Bud Light parent Anheuser Busch InBev (BUD) faced massive boycotts after it partnered with transgender social media influencer Dylan Mulvaney. It was a very small partnership but it led to a right-wing backlash spurred on by Kid Rock, who posted a video on social media where he chastised the company before shooting up cases of Bud Light with an automatic weapon.

Another brewery files Chapter 11 bankruptcy

Gizmo Brew Works, which does business under the name Roth Brewing Company LLC, filed for Chapter 11 bankruptcy protection on March 8. In its filing, the company checked the box that indicates that its debts are less than $7.5 million and it chooses to proceed under Subchapter V of Chapter 11. 

"Both small business and subchapter V cases are treated differently than a traditional chapter 11 case primarily due to accelerated deadlines and the speed with which the plan is confirmed," USCourts.gov explained. 

Roth Brewing/Gizmo Brew Works shared that it has 50-99 creditors and assets $100,000 and $500,000. The filing noted that the company does expect to have funds available for unsecured creditors. 

The popular brewery operates three taprooms and sells its beer to go at those locations.

"Join us at Gizmo Brew Works Craft Brewery and Taprooms located in Raleigh, Durham, and Chapel Hill, North Carolina.

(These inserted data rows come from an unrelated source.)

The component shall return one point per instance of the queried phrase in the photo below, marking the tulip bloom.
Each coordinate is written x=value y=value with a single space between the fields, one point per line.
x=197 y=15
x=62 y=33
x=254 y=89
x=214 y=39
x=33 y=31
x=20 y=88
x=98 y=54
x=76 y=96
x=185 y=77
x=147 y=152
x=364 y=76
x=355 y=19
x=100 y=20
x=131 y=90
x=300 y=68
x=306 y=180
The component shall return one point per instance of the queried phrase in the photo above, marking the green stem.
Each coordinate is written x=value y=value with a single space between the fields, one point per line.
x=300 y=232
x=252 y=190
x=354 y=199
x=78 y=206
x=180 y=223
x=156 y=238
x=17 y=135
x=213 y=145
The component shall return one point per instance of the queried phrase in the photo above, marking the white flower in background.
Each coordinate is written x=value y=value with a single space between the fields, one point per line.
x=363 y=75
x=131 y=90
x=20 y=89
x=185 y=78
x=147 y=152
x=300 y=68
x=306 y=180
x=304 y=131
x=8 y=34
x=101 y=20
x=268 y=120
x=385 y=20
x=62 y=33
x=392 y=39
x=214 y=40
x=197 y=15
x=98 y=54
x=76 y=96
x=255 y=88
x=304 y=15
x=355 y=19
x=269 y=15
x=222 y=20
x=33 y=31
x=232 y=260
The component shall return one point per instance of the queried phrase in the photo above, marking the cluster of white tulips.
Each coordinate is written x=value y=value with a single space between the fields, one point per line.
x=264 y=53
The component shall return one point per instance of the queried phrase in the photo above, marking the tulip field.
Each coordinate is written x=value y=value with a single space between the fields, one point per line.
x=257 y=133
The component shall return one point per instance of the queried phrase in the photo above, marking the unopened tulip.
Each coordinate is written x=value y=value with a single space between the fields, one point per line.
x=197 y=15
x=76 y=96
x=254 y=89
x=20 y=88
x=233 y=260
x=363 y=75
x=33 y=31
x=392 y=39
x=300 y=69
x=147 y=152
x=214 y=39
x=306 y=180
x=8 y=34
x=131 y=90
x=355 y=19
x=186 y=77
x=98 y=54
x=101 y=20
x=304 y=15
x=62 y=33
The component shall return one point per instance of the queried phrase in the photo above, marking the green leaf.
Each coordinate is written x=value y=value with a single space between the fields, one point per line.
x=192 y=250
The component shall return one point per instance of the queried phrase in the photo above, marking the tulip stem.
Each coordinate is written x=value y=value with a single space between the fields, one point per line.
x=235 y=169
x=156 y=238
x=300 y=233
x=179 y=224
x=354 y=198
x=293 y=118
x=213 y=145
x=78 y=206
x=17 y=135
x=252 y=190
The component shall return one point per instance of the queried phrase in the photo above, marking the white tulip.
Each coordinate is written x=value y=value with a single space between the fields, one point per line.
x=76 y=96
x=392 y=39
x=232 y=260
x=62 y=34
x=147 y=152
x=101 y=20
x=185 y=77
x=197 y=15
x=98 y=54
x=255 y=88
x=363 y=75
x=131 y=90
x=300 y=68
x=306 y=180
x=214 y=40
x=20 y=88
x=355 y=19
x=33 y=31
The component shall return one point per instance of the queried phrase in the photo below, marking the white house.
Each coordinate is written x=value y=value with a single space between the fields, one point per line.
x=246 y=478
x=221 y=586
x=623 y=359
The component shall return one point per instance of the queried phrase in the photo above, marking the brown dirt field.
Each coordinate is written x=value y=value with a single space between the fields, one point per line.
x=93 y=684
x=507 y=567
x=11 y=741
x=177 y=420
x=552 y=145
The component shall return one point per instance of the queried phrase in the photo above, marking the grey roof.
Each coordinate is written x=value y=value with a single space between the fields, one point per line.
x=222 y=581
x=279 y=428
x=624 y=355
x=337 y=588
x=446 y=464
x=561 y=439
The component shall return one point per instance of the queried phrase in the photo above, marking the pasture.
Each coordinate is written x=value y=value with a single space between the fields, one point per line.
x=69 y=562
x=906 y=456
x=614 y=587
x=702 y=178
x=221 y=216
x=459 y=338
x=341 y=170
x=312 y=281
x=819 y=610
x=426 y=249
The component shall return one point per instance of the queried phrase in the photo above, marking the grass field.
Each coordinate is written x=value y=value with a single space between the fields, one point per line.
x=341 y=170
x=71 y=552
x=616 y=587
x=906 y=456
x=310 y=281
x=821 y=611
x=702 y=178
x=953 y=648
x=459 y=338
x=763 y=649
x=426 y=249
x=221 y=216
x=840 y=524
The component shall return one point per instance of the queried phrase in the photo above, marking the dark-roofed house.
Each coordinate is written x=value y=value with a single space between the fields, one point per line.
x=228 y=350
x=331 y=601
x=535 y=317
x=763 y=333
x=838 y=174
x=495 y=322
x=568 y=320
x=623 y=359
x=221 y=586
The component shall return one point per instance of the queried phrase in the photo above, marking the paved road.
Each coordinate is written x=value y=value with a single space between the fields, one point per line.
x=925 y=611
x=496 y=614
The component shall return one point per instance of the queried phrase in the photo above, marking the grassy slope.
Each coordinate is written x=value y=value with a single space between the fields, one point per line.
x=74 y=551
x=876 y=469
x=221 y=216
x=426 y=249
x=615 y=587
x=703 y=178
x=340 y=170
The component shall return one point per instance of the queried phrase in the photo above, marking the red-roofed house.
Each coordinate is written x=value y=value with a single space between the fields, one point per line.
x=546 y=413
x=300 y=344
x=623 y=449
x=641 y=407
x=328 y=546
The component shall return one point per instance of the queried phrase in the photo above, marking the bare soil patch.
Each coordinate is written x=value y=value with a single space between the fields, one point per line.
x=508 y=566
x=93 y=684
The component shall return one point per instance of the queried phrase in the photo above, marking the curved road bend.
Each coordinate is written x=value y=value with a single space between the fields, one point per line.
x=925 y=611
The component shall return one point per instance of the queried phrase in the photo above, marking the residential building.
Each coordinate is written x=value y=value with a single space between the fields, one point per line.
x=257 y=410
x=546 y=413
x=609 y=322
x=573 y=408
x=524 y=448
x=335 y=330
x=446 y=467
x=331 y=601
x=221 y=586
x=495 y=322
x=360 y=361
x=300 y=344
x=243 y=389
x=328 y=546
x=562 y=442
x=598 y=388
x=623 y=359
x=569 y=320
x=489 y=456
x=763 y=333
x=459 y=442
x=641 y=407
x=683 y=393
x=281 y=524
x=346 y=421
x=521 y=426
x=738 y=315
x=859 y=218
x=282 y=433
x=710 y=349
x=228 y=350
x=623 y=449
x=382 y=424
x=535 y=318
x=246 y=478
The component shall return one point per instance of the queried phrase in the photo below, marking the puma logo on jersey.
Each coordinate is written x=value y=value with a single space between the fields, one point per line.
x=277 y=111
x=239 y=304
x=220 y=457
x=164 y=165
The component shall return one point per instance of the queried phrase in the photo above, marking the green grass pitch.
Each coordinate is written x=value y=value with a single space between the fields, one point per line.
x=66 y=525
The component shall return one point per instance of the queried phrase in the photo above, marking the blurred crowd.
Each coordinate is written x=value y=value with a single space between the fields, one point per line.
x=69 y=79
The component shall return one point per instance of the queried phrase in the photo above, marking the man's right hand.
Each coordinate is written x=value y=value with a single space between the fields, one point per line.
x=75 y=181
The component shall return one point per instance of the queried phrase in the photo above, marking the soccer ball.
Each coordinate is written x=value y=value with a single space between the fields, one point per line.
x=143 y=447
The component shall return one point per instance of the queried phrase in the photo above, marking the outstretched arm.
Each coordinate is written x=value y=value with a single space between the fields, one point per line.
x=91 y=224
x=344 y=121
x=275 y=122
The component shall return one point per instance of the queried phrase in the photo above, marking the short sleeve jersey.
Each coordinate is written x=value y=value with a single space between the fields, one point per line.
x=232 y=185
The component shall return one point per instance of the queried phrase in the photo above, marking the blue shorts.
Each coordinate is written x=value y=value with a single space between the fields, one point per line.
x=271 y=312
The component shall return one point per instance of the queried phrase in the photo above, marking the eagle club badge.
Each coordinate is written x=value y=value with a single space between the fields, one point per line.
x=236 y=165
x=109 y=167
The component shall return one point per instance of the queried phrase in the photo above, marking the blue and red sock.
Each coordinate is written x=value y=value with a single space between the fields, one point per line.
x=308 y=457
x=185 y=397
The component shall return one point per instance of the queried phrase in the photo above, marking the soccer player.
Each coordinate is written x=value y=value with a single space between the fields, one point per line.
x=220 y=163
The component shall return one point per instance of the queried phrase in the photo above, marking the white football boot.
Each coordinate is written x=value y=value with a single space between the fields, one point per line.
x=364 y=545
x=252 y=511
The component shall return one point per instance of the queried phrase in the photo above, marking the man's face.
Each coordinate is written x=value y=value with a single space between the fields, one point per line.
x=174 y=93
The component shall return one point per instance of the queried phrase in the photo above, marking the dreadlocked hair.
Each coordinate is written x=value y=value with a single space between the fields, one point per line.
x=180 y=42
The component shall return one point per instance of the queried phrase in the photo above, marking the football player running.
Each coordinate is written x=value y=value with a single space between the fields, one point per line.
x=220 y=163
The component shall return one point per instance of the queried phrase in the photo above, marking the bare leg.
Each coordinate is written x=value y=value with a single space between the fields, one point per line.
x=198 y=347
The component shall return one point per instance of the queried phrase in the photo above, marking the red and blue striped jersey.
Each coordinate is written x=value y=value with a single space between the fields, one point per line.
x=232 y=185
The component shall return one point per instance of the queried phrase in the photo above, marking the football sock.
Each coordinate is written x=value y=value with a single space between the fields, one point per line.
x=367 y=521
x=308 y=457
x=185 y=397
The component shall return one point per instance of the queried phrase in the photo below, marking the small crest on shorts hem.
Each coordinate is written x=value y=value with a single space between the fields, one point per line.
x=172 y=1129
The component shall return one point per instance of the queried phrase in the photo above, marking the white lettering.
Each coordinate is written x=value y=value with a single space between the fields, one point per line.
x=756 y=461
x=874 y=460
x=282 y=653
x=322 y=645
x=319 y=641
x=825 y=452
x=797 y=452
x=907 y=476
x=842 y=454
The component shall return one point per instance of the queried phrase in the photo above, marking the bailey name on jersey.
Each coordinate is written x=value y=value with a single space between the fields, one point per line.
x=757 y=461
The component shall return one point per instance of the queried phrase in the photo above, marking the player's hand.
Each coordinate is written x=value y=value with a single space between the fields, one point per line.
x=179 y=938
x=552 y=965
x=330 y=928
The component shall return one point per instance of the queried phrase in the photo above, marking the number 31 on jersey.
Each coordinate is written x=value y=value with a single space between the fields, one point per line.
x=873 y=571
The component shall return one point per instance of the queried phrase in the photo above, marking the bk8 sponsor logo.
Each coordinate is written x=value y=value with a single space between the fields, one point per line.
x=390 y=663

Find us for entertainment, live music, food trucks, beer specials, and most importantly, great-tasting craft beer by Gizmo Brew Works," the company shared on its website.

The company estimates that it has between $1 and $10 million in liabilities (a broad range as the bankruptcy form does not provide a space to be more specific).

Gizmo Brew Works/Roth Brewing did not share a reorganization or funding plan in its bankruptcy filing. An email request for comment sent through the company's contact page was not immediately returned.